Research Summary: Prediction Markets

Link post

Note: I initially published this summary as a blog post here. The blog has more information about the context of this post and my reasoning transparency. In brief, this post was me summarizing what I learned about prediction polling, a specific flavor of forecasting, while trying to understand how it could be applied to forecasting global catastrophic risks. If I cite a source, it means I read it in full. If I relay a claim, it means it’s made in the cited source and that I found it likely to be true (>50%). I do not make any original arguments (that’s done elsewhere on the blog), but I figured this might be helpful in jumpstarting other people’s understanding on the topic or directing them towards sources that they weren’t aware of. Any and all feedback is most welcome.

The text should all be copied exactly from my original post, but I redid the footnotes/citations to use the EA forum formatting. If any of those are missing/seem incorrect please let me know.

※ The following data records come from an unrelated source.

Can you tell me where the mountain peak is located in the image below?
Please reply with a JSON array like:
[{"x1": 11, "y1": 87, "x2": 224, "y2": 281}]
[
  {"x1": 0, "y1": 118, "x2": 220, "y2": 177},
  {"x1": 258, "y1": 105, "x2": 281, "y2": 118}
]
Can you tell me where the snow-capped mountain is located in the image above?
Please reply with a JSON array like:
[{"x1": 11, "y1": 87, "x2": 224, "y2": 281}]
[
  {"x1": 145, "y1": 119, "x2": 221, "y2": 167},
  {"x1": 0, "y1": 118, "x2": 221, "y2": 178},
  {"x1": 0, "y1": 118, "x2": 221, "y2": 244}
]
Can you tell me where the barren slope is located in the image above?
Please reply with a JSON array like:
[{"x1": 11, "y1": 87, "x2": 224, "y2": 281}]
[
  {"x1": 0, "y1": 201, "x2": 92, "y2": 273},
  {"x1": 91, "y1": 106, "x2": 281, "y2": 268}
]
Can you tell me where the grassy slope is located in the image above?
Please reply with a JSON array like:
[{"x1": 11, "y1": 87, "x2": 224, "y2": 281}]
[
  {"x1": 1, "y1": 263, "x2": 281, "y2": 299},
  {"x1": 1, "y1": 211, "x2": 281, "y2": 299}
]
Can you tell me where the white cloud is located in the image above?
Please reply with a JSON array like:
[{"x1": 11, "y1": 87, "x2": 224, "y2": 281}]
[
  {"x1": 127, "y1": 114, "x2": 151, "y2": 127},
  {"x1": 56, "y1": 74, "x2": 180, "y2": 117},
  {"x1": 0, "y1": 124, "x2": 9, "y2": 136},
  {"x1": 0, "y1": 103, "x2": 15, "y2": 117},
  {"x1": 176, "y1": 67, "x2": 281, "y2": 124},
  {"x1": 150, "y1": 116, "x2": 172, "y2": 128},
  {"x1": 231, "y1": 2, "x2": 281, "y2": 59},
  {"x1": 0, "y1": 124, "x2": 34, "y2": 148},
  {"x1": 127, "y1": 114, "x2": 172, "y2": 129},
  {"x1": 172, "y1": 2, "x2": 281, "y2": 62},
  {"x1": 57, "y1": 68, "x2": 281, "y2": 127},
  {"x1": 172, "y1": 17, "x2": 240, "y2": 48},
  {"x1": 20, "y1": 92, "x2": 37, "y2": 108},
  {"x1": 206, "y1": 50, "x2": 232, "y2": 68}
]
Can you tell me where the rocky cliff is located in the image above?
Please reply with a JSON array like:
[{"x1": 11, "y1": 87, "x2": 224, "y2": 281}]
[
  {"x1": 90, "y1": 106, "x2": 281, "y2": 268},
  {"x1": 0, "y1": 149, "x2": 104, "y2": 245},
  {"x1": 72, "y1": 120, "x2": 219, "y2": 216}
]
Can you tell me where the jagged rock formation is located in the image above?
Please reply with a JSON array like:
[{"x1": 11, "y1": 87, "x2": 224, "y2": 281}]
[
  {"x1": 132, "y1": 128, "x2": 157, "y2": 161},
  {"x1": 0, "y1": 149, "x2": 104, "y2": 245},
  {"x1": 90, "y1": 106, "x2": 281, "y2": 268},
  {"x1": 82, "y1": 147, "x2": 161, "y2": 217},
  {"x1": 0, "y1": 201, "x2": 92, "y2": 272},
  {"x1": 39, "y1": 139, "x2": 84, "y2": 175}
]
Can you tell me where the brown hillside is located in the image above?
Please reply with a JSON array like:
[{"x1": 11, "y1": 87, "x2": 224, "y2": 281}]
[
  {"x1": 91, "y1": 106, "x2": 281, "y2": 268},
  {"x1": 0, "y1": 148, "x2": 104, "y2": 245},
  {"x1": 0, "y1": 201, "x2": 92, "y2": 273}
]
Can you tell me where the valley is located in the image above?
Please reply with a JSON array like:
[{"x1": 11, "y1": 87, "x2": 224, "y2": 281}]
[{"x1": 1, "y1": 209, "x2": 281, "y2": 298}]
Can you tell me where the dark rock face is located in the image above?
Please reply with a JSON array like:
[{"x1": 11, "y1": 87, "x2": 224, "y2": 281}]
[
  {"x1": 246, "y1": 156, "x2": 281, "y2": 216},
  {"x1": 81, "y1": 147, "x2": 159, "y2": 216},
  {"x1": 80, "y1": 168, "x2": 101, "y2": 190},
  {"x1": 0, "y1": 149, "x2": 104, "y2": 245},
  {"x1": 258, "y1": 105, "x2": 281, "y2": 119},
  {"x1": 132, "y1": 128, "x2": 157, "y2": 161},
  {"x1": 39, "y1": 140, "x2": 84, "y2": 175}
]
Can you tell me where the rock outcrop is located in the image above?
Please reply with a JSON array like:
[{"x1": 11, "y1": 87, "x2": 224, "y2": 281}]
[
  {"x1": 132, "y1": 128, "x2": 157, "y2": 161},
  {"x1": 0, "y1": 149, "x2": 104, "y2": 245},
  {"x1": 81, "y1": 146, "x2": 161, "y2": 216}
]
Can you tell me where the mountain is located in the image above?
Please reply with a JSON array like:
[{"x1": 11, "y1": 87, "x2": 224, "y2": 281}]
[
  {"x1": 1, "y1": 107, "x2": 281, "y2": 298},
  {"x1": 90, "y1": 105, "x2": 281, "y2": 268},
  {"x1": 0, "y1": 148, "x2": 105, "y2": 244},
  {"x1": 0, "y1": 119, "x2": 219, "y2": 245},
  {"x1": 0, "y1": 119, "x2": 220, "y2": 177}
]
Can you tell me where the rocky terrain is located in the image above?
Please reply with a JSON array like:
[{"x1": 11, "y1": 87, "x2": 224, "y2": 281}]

Prediction markets can have a variety of different structures and mechanisms, but at their core they enable large numbers of people to bet with each other on a particular outcome. A simple example is a market to predict whether a candidate will be elected president. If shares in the market pay out at $1 if this candidate is elected and $0 if they are not, and enough people trade these shares in the market, then the current trading price reflects a sort of consensus on the probability of this candidate being elected. In this case, a 33¢ last traded price reflects a 33% consensus belief in the likelihood of the outcome. Economists tend to believe that with enough trading volume the accuracy of this prediction will approach the best possible given the available information. Different mechanisms can allow these markets to be applied to predicting dates or scalar values instead of probabilities of binary outcomes.^[1]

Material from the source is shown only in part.